HARVARD GAZETTE ARCHIVES
Vitamin D critical to human TB response
Findings illuminate possible prevention pathways
By Alvin Powell
Harvard News Office
Vitamin D plays a critical role in the human body's response to tuberculosis, according to new research that explains why people of African descent are more susceptible to TB.
The research also suggests a new way to fight one of the world's deadliest diseases: with a simple dietary supplement. Tuberculosis, usually caused when a person inhales tuberculosis bacteria, killed an estimated 1.7 million people in 2003 and is the leading cause of death for people afflicted with AIDS, according to the World Health Organization (WHO).
People of African descent are more susceptible to tuberculosis than Caucasians, with higher rates of infection and more severe cases once infected, trends that had puzzled researchers until now. Sub-Saharan Africa, for example, has the world's highest per capita rates of both tuberculosis cases and deaths from the disease, roughly twice the next-highest region, according to WHO statistics.

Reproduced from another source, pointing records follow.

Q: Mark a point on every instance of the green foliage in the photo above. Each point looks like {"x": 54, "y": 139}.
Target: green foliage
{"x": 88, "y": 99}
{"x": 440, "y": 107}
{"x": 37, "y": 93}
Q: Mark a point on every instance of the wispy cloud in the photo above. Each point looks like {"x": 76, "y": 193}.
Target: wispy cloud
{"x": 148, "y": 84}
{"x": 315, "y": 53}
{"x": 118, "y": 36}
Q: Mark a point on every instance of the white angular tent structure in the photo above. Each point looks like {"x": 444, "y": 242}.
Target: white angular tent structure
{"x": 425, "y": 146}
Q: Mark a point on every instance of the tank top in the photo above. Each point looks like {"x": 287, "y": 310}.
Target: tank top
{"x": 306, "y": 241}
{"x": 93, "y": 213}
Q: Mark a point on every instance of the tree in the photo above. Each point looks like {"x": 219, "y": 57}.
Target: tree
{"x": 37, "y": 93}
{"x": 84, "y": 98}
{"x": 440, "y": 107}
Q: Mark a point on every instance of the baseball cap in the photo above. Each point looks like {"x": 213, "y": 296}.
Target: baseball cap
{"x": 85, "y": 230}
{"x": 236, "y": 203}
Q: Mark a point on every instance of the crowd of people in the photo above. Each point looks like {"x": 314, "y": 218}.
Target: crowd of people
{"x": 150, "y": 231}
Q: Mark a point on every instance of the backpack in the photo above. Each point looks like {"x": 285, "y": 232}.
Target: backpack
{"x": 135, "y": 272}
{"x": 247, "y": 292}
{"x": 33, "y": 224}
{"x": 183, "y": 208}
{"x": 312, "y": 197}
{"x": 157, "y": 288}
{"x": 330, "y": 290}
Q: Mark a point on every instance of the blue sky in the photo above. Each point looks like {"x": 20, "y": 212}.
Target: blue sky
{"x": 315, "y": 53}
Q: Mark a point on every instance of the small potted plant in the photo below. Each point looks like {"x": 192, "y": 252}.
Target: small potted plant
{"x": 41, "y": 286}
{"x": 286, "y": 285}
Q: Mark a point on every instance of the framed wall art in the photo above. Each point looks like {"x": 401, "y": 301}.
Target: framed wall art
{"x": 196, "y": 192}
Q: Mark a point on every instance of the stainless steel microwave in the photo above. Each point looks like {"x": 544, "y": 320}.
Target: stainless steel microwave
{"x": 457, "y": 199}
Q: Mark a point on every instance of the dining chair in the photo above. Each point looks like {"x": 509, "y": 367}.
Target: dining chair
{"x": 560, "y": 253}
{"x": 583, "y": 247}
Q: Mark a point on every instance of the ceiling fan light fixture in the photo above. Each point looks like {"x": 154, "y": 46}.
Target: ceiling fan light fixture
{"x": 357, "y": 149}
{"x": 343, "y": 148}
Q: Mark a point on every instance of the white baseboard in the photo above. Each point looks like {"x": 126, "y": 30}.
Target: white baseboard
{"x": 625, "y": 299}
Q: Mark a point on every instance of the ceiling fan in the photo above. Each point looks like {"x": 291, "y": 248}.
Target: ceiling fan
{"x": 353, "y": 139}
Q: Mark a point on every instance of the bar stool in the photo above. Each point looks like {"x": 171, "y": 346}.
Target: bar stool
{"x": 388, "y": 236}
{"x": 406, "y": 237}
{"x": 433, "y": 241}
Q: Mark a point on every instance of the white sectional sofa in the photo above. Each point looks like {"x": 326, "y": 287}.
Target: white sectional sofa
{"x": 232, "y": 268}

The research, conducted by a team from the University of California, Los Angeles (UCLA), and the Harvard School of Public Health, shows that vitamin D plays a key role in the production of a molecule called cathelicidin, which kills the tuberculosis bacteria.
The body produces vitamin D when sunlight hits the skin. The skin pigment melanin - more abundant in darker skin - shields the body from the sun's rays, reducing damage from ultraviolet light, but also reducing vitamin D production.
The mechanism by which the human body fights tuberculosis had eluded researchers for years. Harvard School of Public Health Dean Barry Bloom, an immunologist and a co-author of the Science Express paper detailing the research, led a team in 1992 that discovered that mouse immune cells produce nitric oxide to fight tuberculosis.
Since the laboratory mouse has proven a reliable model for many different human diseases and conditions, the finding sent researchers searching for a similar mechanism in humans, to no avail. The current findings explain why mice and humans have different mechanisms to fight TB - mice are nocturnal so they evolved a way that was not dependent on sunlight.
The research also showed why sanitariums - in sunny locations high in the mountains - were a traditional method of treating people with TB, Bloom said. With the advent of modern medicine in the 20th century, the idea of sitting people on a porch in the sun fell out of favor, but the current research suggests why the idea may have had some benefit.
Bloom said the breakthrough came with researchers from UCLA, who did a genetic screening of two types of human immune cells to see which genes are switched on when the cells come in contact with tuberculosis.
The results surprised researchers. Most studies of different cells' responses to the same stimulus show tens or hundreds of different genes switched on or off. But Bloom said this study showed just two.
Further examination showed that one of the differences was the activation of the gene encoding the vitamin D receptors that is expressed on the surface of an important immune cell called a macrophage. When the receptor was activated, it started a complex chain reaction within the cell that changed vitamin D from a passive to an active form. The newly activated vitamin D, in turn, sliced a pre-existing protein in two. One of the resulting chunks of that protein is the tubercle bacillus-killer cathelicidin.
The researchers went on to test the response of cells cultured in serum donated by African Americans and found that they produced 63 percent less cathelicidin than cells cultured in serum donated by whites. Adding a vitamin D precursor to the African-American serum increased cathelicidin production.
Bloom cautioned that the results are limited to the lab at this point, but said they were promising enough that clinical trials to test whether vitamin D supplements can help fight tuberculosis in people may be warranted.
Even with that caution, however, Bloom said it is exciting to discover that a dietary supplement costing just pennies - which can be rapidly distributed to areas of need - may be instrumental in reducing the frequency and severity of one of the world's deadliest diseases.
"It is unbelievably appealing: low-cost, low-tech, and easy to distribute," Bloom said.